Blackwell Library Exhibit Inaugurates SU Women's History Month CelebrationSALISBURY, MD---For more than a century, women have shattered traditional gender roles when it comes to employment on the Delmarva Peninsula.
As part of this year’s national Women’s History Month theme, “Working to Form a More Perfect Union: Honoring Women in Public Service and Government,” Salisbury University’s Blackwell Library hosts an exhibit dedicated to the roles women have played in industries on Delmarva from March 1-31.
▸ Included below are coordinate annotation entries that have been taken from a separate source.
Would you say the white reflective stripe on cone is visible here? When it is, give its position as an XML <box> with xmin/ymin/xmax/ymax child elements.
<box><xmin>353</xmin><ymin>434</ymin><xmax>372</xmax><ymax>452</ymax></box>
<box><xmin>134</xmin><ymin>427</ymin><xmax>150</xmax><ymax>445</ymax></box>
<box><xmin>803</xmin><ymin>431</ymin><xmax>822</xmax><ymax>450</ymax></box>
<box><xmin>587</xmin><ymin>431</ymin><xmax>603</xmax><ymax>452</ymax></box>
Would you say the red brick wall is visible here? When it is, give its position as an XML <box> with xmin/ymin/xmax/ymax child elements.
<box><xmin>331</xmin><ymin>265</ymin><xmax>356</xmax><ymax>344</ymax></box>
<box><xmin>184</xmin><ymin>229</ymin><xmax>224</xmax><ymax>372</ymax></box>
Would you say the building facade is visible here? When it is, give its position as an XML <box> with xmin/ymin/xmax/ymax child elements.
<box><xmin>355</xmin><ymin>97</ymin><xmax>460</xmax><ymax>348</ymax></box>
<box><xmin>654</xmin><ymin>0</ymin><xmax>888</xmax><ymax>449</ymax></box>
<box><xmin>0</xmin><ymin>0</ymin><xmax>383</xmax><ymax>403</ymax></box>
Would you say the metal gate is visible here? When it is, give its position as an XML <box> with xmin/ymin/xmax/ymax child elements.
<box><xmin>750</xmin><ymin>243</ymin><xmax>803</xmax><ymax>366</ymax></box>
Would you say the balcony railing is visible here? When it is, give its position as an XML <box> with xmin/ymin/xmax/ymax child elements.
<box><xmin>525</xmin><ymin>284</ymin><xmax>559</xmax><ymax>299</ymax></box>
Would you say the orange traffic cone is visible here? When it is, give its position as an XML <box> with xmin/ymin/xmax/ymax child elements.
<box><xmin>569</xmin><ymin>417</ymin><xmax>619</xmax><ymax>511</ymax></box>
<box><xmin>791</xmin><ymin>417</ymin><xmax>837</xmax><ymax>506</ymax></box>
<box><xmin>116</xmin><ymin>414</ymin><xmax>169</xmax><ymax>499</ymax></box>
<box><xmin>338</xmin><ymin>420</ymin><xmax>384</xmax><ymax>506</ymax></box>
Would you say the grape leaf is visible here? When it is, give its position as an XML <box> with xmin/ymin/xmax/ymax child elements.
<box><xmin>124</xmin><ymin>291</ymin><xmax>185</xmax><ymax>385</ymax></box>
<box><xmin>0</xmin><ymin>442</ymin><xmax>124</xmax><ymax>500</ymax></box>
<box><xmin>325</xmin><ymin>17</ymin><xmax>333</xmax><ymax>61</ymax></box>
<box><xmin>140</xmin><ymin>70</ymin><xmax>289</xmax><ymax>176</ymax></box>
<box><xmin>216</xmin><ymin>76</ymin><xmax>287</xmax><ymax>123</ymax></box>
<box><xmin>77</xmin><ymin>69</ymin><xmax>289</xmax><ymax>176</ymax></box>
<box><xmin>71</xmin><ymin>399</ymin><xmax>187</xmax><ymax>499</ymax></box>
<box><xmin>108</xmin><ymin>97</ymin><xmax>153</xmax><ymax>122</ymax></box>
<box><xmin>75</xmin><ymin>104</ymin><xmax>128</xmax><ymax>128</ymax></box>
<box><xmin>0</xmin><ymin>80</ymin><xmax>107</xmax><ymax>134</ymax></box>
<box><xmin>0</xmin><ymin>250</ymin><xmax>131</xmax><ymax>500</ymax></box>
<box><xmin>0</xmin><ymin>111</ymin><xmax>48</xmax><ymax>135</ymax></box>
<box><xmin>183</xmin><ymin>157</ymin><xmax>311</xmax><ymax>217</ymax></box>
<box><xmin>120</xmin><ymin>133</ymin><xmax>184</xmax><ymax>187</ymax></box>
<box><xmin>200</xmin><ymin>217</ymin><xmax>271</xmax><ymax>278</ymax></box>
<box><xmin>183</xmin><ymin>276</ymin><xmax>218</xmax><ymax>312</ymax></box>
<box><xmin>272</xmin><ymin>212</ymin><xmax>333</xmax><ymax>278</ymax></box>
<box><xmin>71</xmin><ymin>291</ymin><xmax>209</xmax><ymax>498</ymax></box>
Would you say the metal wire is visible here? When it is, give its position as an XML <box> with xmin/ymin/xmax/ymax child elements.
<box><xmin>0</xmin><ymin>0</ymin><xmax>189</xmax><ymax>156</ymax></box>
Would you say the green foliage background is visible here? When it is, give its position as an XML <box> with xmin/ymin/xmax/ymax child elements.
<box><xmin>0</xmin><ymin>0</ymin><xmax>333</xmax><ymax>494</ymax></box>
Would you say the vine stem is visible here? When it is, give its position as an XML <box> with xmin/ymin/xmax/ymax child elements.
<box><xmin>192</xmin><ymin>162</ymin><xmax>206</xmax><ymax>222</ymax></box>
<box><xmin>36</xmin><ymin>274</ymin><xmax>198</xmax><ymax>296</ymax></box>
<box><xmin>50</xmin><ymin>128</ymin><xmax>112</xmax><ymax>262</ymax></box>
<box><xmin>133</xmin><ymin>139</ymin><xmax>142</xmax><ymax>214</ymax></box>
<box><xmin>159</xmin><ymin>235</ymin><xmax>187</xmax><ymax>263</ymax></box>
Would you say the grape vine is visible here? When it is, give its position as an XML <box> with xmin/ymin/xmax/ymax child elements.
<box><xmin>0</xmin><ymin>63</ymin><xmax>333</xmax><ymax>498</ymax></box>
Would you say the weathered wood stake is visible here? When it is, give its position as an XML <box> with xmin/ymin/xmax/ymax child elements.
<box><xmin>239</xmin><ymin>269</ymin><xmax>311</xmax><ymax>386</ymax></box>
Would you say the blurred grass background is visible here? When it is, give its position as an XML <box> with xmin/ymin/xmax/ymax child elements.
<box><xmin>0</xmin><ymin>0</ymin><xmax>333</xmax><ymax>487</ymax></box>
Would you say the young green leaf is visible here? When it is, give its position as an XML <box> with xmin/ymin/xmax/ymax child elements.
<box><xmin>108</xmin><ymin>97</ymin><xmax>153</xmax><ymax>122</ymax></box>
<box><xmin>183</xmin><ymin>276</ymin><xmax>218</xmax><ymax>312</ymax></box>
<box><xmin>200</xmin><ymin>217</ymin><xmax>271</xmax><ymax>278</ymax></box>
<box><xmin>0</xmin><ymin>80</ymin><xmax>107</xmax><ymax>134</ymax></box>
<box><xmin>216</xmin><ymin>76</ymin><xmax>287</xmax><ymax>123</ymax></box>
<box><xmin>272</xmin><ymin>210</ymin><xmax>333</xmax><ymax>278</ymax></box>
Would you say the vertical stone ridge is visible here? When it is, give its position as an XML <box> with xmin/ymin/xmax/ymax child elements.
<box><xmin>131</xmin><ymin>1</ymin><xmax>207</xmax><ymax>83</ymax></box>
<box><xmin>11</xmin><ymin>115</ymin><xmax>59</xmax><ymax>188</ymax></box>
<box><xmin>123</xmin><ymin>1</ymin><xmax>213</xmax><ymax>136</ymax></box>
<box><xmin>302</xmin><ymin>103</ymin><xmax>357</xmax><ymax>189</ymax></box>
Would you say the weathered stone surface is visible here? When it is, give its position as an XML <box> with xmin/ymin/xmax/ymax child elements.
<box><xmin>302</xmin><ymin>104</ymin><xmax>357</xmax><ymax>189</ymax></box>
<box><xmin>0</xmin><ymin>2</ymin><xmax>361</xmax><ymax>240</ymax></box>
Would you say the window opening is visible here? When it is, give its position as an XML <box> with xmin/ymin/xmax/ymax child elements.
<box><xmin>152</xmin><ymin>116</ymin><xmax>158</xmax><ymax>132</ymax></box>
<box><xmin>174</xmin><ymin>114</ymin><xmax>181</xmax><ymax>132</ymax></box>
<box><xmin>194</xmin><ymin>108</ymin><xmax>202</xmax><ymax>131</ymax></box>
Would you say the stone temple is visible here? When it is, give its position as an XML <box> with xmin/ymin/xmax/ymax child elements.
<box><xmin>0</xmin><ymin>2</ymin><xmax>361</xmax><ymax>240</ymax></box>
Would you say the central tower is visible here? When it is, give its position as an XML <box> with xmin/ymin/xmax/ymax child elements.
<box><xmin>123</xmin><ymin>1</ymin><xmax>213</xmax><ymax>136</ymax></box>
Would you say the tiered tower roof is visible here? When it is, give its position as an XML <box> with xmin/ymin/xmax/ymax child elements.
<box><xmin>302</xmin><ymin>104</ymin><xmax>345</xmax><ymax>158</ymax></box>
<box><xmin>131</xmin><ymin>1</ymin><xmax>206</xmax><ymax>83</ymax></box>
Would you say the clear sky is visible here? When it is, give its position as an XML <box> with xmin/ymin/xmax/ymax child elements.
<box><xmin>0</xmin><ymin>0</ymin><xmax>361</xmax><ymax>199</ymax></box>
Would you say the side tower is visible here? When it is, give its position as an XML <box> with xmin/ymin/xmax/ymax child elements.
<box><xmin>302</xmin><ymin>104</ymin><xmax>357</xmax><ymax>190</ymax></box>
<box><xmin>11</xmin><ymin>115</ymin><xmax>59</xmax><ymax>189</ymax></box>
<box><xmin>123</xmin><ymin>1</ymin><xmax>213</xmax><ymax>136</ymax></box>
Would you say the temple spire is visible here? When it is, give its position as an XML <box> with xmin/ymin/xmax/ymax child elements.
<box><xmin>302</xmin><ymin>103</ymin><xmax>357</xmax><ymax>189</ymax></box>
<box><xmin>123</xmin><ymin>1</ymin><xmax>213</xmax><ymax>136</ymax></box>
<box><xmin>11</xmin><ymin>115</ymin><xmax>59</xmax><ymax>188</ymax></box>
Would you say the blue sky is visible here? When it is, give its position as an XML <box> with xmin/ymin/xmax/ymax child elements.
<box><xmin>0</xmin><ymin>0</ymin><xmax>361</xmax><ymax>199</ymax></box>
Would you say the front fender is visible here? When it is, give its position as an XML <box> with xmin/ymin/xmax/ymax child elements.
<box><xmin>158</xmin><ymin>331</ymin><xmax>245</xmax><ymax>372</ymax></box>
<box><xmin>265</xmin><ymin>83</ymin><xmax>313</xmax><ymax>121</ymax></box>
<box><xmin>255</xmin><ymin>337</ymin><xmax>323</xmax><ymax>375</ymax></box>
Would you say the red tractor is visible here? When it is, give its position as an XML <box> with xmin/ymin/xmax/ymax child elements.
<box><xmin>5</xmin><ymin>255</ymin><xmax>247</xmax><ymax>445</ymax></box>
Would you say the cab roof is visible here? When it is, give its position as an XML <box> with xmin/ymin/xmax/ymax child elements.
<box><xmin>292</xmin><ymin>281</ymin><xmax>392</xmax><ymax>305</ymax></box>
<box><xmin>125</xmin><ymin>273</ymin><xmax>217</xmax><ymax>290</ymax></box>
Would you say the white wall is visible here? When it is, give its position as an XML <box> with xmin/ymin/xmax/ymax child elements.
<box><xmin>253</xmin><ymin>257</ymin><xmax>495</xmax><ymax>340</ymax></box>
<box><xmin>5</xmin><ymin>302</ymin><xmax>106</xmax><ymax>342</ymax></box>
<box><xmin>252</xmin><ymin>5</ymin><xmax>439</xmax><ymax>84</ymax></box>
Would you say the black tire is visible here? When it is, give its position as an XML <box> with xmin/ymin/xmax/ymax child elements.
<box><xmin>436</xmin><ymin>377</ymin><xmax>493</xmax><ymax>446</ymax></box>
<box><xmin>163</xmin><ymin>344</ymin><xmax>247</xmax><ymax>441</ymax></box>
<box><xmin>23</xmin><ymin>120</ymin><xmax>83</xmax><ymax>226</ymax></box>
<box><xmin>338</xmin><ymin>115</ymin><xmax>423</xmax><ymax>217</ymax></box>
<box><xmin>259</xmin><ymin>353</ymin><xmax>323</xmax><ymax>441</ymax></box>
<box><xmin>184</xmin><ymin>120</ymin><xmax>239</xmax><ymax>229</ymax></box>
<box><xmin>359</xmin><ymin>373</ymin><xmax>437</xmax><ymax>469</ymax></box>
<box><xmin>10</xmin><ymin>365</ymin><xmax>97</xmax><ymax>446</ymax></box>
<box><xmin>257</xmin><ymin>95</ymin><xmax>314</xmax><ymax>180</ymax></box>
“The women presented here lived between 1867 and 2010, but no matter the age, they broke socially constructed boundaries related to women in the workforce,” said SU graduate student Hallie Kroll, the exhibit’s coordinator. “Additionally, for some, they demonstrate the ways in which women were relegated to tasks that white men would not accept, such as teaching primary and secondary school, and migrant farm labor.
“This exhibit serves as a reminder that women on the Eastern Shore have a diverse and fascinating history of strength, conviction and pride with regard to working outside of the home.”
Profiled in the exhibit are environmental activist Ilia Fehrer, public school teacher Carrie Klienhenn, business owner Lillie Bell, “waterman” and restauranteur Doris Dukes, and Haitian migrant women workers of the 1980s.
Sponsored by the Charles R. and Martha N. Fulton School of Liberal Arts Public Humanities Initiative, Blackwell Library and the Edward H. Nabb Research Center for Delmarva History and Culture, the exhibit is part of SU’s Women’s History Month celebration.